In general, that's all, the magic is over, if some was. Now I will register this initializer in a test context:
@DataJpaTest @ContextConfiguration(initializers = EmbeddedPostgresInitializer.class) ...
Or even for convenience, you can create your own annotation, because we all love annotations!
@Target(ElementType.TYPE) @Retention(RetentionPolicy.RUNTIME) @DataJpaTest @ContextConfiguration(initializers = EmbeddedPostgresInitializer.class) public @interface EmbeddedPostgresTest { }
Now, any test annotated with @EmbeddedPostgrestTest
will launch a database on a random port and with a random name, configure Spring to connect to this database, and stop it at the end of the test.

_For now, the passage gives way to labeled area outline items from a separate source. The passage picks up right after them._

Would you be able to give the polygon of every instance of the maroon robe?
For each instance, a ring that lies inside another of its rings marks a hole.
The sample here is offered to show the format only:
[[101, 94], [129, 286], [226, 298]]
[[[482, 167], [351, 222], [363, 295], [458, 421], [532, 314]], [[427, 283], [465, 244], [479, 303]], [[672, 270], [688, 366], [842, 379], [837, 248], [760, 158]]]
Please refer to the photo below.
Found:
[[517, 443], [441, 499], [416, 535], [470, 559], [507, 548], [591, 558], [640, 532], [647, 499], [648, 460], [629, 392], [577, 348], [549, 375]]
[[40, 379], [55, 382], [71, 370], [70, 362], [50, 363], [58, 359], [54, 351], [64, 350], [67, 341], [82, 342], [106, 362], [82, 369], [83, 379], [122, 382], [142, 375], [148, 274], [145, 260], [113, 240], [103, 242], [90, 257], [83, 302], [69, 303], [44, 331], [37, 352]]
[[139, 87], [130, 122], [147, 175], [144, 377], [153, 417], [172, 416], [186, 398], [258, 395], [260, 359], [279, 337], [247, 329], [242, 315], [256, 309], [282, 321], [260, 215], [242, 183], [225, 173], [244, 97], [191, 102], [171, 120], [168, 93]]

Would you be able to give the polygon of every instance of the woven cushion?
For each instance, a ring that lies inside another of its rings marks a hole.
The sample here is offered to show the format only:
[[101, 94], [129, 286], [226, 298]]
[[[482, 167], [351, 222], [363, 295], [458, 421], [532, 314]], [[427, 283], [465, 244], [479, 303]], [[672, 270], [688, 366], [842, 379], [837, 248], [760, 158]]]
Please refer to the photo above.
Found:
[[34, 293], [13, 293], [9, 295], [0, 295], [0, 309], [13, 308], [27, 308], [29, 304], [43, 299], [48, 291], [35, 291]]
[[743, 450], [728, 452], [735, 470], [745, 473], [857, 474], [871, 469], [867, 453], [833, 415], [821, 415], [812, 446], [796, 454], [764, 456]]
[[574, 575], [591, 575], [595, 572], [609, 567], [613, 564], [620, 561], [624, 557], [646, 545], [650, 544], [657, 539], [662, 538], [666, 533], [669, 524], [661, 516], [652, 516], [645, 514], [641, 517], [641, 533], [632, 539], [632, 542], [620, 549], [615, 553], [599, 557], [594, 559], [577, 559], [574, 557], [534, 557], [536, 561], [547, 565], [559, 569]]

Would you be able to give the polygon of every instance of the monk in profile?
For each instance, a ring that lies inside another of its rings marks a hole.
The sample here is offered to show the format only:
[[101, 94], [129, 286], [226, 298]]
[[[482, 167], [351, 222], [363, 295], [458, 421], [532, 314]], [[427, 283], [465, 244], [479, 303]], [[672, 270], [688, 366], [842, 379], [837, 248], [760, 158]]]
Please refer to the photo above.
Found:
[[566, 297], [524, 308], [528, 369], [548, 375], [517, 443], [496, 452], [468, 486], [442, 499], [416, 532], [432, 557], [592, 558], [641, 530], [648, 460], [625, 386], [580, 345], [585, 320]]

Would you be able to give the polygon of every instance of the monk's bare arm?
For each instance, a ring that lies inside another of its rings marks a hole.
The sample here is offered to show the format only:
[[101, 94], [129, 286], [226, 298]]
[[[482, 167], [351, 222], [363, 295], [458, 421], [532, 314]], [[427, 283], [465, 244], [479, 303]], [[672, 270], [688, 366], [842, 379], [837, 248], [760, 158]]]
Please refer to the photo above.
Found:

@EmbeddedPostgresTest class JpaCakeFinderTestWithEmbeddedPostgres { ... }
I wanted to show that there is no mysterious magic in Spring, there are just a lot of "smart" and flexible internal mechanisms, but knowing them you can get complete control on the tests and the application itself. In general, in combat projects, I do not motivate everyone to write my own methods and classes for setting up an integration environment for tests, if there is a ready-made solution, then we can take it. Although if the whole method is 5 lines of code, then probably dragging the dependency into the project, especially not understanding the implementation, is unnecessary.